En ese contexto, los exportadores tradicionales, el turismo y la agricultura llevan años pidiendo un tipo de cambio que la economía no les va a dar. La devaluación fiscal es el único instrumento de política que puede aliviarles el costo sin manipular el mercado cambiario ni sacrificar la estabilidad de precios, con dos advertencias: su efecto es transitorio —se diluye a medida que los salarios se ajustan a los precios más altos— y podría verse compensado en parte si el propio abaratamiento del trabajo atrae más capital y aprecia aún más la moneda. Nada de eso lo invalida; lo pone en su justa dimensión: una ganancia de competitividad de una vez, no un sustituto permanente de la productividad.

La reforma no está exenta de dificultades y sería deshonesto ocultarlas. Debe ser neutral en recaudación —con una deuda gubernamental superior al 60% del PIB y una consolidación fiscal agotada se trata de cambiar la mezcla tributaria, no de reducirla, y el reemplazo natural está en la base del IVA, cuyas exenciones cuestan cerca de 2% del PIB según las estimaciones de Hacienda y, además, su tasa es baja para los estándares internacionales, en un impuesto a la propiedad que recauda un tercio de lo que recaudan nuestros pares y en impuestos sobre los ingresos de origen salarial que tienen un elevado monto exento—.
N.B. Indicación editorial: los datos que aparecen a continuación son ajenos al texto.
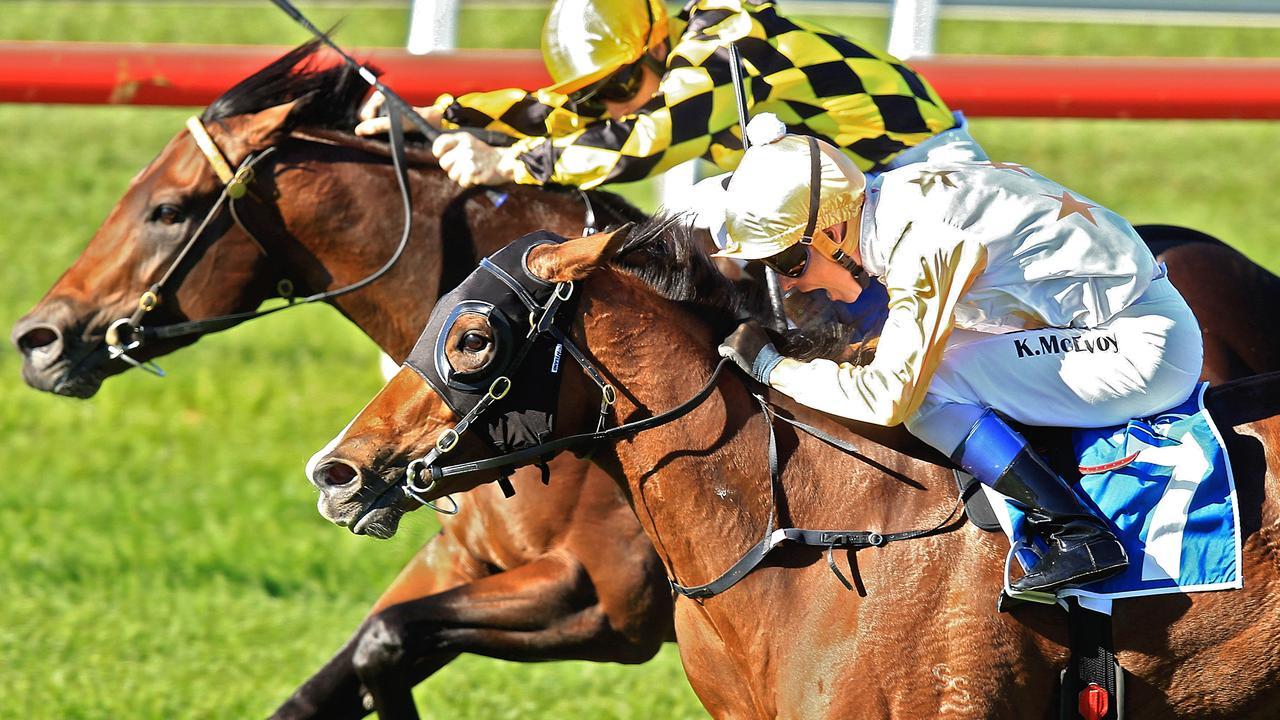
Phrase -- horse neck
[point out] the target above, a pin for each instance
(342, 212)
(700, 486)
Debe respetar el artículo 73 constitucional, que exige financiamiento tripartito de los seguros sociales pero no fija proporciones, lo que hace más sencillo trasladar los parafiscales, que son creaciones legales, que reponderar el seguro de salud, esto último requeriría una reforma constitucional si implicara suprimir la contribución de alguna de las partes —el artículo fija las fuentes, no las proporciones, de modo que elevar la cuota estatal y reducir la patronal es defendible sin reformarlo—, algo que parece complicado pero que quizás un buen diseño de política pública y el convencimiento de la necesidad de los cambios logre un acuerdo político y de grupos de interés amplio en torno a él.

Y debe blindarse contra la costumbre del Estado de no pagar lo que debe a la Caja y a Fodesaf: sin una fuente automática, como una participación fija en el IVA con giro directo, el financiamiento presupuestario sería frágil.

Ninguna de esas dificultades es menor; pero todas son discutibles con números, que es más de lo que puede decirse de un debate sobre jornadas que lleva dos años sin uno solo.

La política del espectáculo

Termina éste siendo un proyecto en el que su aprobación importa más que sus efectos. En una política de polarización, con grupos de interés incapaces de ponerse en el lugar del otro, lo que cuenta es el éxito legislativo, aunque la reforma resulte intrascendente para la economía y costosa para algunos trabajadores.

Para el Ejecutivo, aprobarla se ha convertido en una prueba de fuego frente a los sectores empresariales que lo respaldan, en un momento en que escasean los logros que mostrar; para la oposición, bloquearla ha sido la manera más barata de demostrar que existe. Entre unos y otros se han consumido cinco mil votaciones, meses de sesiones y un capital político que no volverá.

La ironía es que la reforma que sí movería el empleo formal —trasladar al presupuesto lo que hoy se cobra sobre la nómina sin ser un seguro— es más simple de redactar, tiene precedente regional, cuenta con el aval de la OCDE y beneficiaría a toda la economía y no a unos pocos sectores. Pero exige hablar de impuestos. Y en tiempos de política de espectáculo es más rentable votar cinco mil mociones que decir una verdad.